Les fondamentalistes croyaient qu’à la fin des temps, des gouvernements oppressifs réprimeraient les droits et les libertés des chrétiens. Par conséquent, ils s’opposaient à toute expansion du pouvoir du gouvernement fédéral et se méfiaient fortement de tout ce qui semblait porter atteinte à leurs libertés religieuses et à leurs privilèges de longue date. Le Comité d’information publique du gouvernement fédéral en temps de guerre a validé leurs craintes. “La demande de l’État ne laissera aucune place à la liberté de pensée, ni à l’indépendance d’action dans quelque direction que ce soit”, écrit l’évangéliste W.W. Fereday. “Les circonstances de la guerre ont déjà fourni le mécanisme pour cela.” “Pratiquement tout et tout le monde”, s’inquiétait-il, serait bientôt sous le contrôle du gouvernement.
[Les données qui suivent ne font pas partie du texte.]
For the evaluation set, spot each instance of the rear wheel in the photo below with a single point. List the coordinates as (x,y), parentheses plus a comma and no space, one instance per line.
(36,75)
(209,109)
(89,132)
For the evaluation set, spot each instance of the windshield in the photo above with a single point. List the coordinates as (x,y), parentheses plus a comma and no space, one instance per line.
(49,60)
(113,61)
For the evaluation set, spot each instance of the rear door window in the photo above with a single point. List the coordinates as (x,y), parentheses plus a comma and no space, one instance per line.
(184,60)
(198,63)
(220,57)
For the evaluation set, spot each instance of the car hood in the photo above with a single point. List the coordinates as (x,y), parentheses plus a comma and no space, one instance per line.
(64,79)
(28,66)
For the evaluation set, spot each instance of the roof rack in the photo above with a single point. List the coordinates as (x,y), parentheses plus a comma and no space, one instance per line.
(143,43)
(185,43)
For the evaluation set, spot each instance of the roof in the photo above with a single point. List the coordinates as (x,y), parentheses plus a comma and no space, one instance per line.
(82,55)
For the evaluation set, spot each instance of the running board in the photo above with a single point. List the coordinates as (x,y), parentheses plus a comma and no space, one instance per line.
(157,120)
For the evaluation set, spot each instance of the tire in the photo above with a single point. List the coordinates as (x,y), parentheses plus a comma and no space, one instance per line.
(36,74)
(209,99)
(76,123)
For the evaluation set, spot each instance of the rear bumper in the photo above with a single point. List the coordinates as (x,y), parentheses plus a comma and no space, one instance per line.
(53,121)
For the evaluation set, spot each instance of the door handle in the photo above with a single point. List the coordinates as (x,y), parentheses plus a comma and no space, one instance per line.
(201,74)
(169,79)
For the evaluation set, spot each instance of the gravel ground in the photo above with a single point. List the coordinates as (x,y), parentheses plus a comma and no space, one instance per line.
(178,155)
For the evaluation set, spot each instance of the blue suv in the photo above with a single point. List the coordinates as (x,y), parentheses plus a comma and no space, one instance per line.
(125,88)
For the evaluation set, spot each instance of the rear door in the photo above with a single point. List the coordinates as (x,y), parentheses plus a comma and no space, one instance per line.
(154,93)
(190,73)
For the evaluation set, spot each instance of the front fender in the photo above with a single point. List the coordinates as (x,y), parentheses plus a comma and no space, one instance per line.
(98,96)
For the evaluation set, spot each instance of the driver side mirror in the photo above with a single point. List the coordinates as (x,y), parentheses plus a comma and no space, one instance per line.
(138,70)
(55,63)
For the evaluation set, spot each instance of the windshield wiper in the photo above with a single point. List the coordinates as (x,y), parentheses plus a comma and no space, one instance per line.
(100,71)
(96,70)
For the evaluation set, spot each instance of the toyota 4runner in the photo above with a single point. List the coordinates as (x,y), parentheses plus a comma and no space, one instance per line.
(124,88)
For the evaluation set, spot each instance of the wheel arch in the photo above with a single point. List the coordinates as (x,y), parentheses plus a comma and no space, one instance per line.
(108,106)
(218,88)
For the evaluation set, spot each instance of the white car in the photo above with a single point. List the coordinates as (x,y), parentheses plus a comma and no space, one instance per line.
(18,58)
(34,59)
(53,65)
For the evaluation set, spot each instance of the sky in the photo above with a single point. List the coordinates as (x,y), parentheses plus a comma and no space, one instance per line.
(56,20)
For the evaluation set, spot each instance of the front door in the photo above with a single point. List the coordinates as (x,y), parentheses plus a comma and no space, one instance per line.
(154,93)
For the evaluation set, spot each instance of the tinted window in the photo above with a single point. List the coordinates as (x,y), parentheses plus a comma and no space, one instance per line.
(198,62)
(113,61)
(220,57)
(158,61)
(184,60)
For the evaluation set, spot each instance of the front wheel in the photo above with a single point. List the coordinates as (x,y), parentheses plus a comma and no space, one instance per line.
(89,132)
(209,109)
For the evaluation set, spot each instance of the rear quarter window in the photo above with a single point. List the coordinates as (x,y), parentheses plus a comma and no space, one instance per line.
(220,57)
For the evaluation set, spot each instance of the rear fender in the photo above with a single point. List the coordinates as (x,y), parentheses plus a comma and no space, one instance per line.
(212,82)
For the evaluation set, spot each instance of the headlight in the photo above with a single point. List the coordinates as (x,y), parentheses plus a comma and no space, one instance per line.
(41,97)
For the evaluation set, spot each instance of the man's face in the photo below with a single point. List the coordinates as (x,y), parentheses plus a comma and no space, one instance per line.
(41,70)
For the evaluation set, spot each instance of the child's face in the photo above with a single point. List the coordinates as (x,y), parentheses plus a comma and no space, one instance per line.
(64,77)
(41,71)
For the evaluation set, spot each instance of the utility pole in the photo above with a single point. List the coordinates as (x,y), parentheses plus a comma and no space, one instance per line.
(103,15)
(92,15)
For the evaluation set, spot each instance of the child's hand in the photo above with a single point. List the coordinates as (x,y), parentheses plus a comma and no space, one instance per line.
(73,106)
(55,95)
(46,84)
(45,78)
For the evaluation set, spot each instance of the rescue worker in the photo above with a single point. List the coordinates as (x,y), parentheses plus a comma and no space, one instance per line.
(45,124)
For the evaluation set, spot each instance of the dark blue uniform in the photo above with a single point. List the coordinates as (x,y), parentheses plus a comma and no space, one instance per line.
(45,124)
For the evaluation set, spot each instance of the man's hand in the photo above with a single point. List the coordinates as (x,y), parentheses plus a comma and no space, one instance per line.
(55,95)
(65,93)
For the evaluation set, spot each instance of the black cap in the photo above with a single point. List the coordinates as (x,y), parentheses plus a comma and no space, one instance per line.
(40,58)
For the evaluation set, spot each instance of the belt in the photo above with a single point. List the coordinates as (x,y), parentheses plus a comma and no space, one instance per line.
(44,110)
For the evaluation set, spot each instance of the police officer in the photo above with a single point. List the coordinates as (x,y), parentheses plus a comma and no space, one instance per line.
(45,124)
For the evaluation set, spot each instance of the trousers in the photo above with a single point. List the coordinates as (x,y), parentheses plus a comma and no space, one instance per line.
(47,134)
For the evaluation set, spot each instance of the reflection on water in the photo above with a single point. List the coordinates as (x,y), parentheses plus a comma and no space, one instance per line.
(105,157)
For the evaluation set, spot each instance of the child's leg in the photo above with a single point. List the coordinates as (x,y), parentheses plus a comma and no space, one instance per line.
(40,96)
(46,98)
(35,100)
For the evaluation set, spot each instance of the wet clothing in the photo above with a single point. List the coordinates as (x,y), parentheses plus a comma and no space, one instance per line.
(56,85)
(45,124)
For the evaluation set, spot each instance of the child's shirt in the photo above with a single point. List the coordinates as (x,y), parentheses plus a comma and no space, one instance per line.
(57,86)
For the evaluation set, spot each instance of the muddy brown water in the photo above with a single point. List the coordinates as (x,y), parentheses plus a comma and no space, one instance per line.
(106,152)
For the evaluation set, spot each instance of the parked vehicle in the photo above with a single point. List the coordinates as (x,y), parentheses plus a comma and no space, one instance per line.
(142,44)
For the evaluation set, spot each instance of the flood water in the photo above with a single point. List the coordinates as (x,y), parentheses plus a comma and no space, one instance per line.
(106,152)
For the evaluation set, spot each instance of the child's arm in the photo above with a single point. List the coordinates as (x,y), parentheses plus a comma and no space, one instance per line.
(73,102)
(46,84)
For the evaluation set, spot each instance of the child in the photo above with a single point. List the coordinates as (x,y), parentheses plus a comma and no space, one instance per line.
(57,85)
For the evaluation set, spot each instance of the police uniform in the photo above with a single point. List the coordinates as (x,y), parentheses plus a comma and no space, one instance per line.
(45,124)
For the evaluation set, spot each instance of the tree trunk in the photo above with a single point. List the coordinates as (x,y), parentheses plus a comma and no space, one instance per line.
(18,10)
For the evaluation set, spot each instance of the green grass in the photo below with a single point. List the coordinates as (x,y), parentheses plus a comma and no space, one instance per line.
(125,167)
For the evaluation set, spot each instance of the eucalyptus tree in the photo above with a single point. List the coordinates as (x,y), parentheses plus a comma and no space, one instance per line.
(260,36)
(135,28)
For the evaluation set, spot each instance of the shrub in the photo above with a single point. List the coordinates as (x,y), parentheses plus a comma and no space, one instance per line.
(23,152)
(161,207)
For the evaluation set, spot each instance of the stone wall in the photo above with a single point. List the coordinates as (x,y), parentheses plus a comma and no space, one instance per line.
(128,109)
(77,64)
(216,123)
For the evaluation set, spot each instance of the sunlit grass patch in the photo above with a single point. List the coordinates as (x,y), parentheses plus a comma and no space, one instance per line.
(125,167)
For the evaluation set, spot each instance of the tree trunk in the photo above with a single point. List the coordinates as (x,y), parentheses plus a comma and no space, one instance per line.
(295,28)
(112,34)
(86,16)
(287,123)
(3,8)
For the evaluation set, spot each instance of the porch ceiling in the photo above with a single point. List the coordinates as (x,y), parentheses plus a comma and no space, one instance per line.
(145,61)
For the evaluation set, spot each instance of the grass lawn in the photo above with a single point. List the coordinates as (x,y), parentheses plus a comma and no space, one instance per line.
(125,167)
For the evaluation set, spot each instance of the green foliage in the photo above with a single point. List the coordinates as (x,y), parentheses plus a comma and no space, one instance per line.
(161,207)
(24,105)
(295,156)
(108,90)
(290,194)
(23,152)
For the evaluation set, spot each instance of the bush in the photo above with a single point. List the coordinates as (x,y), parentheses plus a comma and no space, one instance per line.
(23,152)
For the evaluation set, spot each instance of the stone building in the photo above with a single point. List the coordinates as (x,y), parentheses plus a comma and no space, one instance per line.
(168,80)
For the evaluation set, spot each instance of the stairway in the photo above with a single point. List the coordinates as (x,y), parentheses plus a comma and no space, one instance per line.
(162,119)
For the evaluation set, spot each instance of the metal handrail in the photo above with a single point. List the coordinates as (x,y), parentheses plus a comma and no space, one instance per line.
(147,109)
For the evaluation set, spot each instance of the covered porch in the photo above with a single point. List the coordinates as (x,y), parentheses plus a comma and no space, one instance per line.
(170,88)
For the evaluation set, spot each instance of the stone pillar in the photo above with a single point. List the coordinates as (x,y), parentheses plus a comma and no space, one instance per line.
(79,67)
La proéminence croissante de l’évolution darwinienne était un autre problème. Bien que les fondamentalistes diffèrent sur la façon de comprendre le récit de la création dans la Genèse, ils s’accordaient à dire que Dieu était l’auteur de la création et que les humains étaient des créatures distinctes, séparées des animaux, et faites à l’image de Dieu. Certains croyaient qu’une vieille terre pouvait être réconciliée avec la Bible, et d’autres étaient à l’aise pour enseigner certaines formes d’évolution dirigée par Dieu. Riley et les fondamentalistes les plus virulents, cependant, associaient l’évolution à l’athéisme des derniers jours, et ils se donnaient pour mission de la purger des salles de classe.
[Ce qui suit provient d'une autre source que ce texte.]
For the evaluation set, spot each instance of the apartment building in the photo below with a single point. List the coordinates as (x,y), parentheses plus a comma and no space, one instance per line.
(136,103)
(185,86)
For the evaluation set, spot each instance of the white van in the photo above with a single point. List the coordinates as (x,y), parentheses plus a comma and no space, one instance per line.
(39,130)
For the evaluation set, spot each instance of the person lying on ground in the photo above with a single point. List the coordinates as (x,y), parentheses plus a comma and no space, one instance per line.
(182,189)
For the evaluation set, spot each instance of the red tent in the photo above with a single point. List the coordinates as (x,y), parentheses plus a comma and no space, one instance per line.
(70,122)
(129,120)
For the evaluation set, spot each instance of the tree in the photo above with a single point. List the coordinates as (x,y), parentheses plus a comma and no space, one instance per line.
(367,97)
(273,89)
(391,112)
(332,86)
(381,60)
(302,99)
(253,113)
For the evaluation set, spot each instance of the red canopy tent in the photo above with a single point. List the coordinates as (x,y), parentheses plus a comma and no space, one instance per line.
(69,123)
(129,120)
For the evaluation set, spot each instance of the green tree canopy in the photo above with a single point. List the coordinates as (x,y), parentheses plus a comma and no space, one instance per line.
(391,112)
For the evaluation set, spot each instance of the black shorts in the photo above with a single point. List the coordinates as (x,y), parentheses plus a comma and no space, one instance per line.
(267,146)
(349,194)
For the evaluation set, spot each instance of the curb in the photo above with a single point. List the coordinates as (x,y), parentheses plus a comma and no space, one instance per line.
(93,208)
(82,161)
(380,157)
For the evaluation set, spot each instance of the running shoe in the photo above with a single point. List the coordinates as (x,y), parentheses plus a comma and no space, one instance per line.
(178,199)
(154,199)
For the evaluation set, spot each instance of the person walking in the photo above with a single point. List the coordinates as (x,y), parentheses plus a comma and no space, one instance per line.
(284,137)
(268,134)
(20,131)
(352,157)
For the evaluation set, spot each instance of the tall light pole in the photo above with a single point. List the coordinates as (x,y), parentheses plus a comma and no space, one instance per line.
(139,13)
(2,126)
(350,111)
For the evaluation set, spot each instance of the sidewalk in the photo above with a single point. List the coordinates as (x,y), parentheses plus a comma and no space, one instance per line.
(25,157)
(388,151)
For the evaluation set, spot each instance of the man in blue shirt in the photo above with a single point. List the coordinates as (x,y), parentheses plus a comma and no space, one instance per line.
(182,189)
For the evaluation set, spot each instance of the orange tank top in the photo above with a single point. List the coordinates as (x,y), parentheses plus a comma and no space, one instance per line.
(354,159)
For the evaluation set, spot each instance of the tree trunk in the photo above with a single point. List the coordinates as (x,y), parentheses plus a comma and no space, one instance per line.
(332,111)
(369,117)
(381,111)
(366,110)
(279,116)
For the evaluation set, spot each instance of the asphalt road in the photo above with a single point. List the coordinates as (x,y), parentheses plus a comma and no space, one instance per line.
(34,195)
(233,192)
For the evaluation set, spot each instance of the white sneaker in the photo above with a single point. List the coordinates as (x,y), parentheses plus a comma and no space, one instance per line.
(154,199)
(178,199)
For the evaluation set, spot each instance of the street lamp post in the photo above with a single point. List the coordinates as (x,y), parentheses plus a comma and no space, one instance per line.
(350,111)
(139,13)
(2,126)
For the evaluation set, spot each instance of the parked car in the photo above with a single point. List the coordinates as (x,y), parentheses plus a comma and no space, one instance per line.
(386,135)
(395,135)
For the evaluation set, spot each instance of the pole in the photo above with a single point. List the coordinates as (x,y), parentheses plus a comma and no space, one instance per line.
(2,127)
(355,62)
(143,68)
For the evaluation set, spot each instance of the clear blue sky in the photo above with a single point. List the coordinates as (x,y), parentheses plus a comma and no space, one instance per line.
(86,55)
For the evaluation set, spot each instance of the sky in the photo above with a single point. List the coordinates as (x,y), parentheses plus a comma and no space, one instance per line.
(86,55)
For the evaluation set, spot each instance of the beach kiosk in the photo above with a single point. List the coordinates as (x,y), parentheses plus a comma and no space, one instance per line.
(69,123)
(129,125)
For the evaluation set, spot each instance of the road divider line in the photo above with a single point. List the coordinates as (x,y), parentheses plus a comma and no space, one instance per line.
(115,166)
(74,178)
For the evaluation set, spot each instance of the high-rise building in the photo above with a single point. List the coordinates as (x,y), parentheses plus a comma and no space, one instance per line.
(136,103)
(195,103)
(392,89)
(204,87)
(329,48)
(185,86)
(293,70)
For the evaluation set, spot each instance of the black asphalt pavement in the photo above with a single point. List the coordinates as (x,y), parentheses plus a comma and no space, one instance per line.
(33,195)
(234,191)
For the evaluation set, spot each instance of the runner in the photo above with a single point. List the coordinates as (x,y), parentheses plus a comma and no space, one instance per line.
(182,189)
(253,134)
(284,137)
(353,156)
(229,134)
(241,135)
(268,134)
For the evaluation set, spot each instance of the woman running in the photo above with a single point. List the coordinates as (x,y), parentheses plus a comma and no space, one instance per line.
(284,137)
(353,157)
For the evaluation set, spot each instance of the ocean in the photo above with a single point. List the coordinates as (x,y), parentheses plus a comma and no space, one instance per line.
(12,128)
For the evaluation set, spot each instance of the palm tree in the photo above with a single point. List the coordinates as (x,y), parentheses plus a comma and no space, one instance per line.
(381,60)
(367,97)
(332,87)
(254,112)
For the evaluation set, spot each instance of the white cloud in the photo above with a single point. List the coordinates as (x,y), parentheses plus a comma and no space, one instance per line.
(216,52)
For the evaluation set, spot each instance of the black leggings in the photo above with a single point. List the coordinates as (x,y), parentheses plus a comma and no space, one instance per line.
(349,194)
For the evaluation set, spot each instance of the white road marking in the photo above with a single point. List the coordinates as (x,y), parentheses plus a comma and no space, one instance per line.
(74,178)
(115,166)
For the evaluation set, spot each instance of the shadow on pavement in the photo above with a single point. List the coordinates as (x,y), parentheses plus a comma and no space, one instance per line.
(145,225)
Ce que les fondamentalistes considéraient comme un déclin des mœurs servait de preuve supplémentaire que les prophètes de la Bible avaient prévu avec précision l’ère moderne. Jésus avait dit que juste avant son retour, les humains agiraient comme à l’époque de Noé et de Lot. Dans ces histoires de l’Ancien Testament, Dieu avait puni l’humanité pour s’être livrée à des péchés sexuels. Les fondamentalistes, quant à eux, voyaient le péché dans la déstabilisation des rôles de genre par la guerre, qui conduisait les Américains à compromettre leur moralité. Ils critiquaient la façon dont la lutte pour le droit de vote des femmes les chassait du foyer et s’inquiétaient du fait que le contrôle des naissances sapait la famille.